Confidence Interval:  (0.054716553993800515, 0.074236218080121458)  with margin of error = 0.009760


((0.054716553993800515, 0.074236218080121458), 0.0097598320431604678)

In [27]:
conf_int_cat(p_w,n_w,0.05) #Confidence iterval for probability of whites to be picked for interview

Confidence Interval:  (0.084774839134489383, 0.10824364135832376)  with margin of error = 0.011734


((0.084774839134489383, 0.10824364135832376), 0.011734401111917184)

In [28]:
#2 sample t-test for evaluating if both blacks and whites have equal probability of being called for interview.
st.ttest_ind_from_stats(p_b,sd_b,n_b, p_w, sd_w, n_w, equal_var=False)

Ttest_indResult(statistic=-4.1155504357300003, pvalue=3.928572390043594e-05)

*From Above results: p-value < 0.05, we can reject Null-Hypothesis and conlude that interview calls are biased by race of the applicant.*

In [31]:
#We can also conduct this analysis using a simple and straight chi-squared test.
#Contigency Table
cont_table = np.array([[n_bcald,n_wcald],[n_b-n_bcald,n_w-n_wcald]])
cont_table

array([[  157.,   235.],
       [ 2278.,  2200.]])

In [32]:
st.chi2_contingency(cont_table)

(16.449028584189371, 4.9975783899632552e-05, 1, array([[  196.,   196.],
        [ 2239.,  2239.]]))

*From Above results: p-value(0.0000499) < 0.05, we can reject Null-Hypothesis and conlude that interview calls are biased by race of the applicant.*

**4.Write a story describing the statistical significance in the context or the original problem.**


**Assuming Null Hypothesis is true:** We would expect 196-blacks and 196-whites are called for the interview.
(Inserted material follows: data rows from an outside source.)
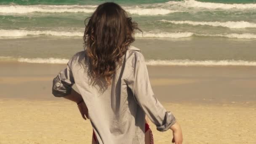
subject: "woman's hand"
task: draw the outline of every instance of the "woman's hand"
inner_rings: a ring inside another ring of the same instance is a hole
[[[77,104],[79,111],[82,115],[82,117],[84,119],[86,120],[88,118],[88,109],[84,101],[83,101]]]
[[[170,128],[173,131],[173,138],[171,142],[175,143],[175,144],[182,144],[183,140],[182,133],[179,125],[176,122]]]

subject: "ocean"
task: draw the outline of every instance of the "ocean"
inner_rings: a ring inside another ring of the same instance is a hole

**p-value from Chis-squared test:** p=0.000049 is much less than 0.05. And observred values differ significantly from expected values.  This implies that there is a statistical significance for Racial discrimination in job-selection process.
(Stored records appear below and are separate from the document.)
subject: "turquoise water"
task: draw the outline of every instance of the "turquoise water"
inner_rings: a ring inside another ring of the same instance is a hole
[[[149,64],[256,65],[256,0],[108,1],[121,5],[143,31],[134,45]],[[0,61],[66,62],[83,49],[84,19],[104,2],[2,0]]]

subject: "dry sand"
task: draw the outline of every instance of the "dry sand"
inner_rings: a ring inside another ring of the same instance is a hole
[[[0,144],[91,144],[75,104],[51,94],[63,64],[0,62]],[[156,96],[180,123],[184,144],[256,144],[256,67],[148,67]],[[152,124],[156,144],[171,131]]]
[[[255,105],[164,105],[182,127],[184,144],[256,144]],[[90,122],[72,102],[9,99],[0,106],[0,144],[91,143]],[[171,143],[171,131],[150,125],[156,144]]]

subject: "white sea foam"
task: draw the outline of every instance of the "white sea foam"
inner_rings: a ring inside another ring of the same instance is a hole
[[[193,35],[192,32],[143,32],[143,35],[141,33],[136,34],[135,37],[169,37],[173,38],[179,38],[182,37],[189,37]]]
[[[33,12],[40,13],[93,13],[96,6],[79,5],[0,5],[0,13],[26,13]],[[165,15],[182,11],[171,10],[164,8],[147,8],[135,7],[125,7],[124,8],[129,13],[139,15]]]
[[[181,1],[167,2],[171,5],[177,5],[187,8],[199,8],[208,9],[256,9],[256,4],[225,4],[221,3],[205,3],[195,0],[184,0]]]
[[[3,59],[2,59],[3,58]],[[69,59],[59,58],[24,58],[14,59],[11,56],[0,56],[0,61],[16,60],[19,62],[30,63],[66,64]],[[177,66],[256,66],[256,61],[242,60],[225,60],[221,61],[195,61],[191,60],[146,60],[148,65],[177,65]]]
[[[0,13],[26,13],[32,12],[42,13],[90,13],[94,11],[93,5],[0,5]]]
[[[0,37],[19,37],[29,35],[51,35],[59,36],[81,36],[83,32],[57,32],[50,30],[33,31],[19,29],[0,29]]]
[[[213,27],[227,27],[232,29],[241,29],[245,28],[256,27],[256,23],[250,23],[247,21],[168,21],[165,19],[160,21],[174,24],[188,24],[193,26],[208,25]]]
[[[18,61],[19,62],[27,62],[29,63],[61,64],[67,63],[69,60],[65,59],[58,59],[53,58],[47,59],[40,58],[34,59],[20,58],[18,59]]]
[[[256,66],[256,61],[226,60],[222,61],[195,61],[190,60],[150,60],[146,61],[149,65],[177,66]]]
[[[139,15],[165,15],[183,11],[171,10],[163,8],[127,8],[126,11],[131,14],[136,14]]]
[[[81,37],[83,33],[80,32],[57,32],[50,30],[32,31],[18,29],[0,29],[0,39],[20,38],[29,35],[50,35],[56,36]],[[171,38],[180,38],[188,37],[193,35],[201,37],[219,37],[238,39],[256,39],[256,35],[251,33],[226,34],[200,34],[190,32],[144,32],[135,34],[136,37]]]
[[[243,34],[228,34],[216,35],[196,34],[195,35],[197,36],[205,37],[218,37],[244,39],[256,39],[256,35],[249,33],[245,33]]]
**5.Does your analysis mean that race/name is the most important factor in callback success? Why or why not? If not, how would you amend your analysis?**

*As per analysis, there is a statistical significance for racial descrimination in job-selection process.
However, It does not mean racial bias is the only key attribute that contributes to interview calls.*

Further, analysing other data-elements in the "data" will unviel the true contributors to interview-calls.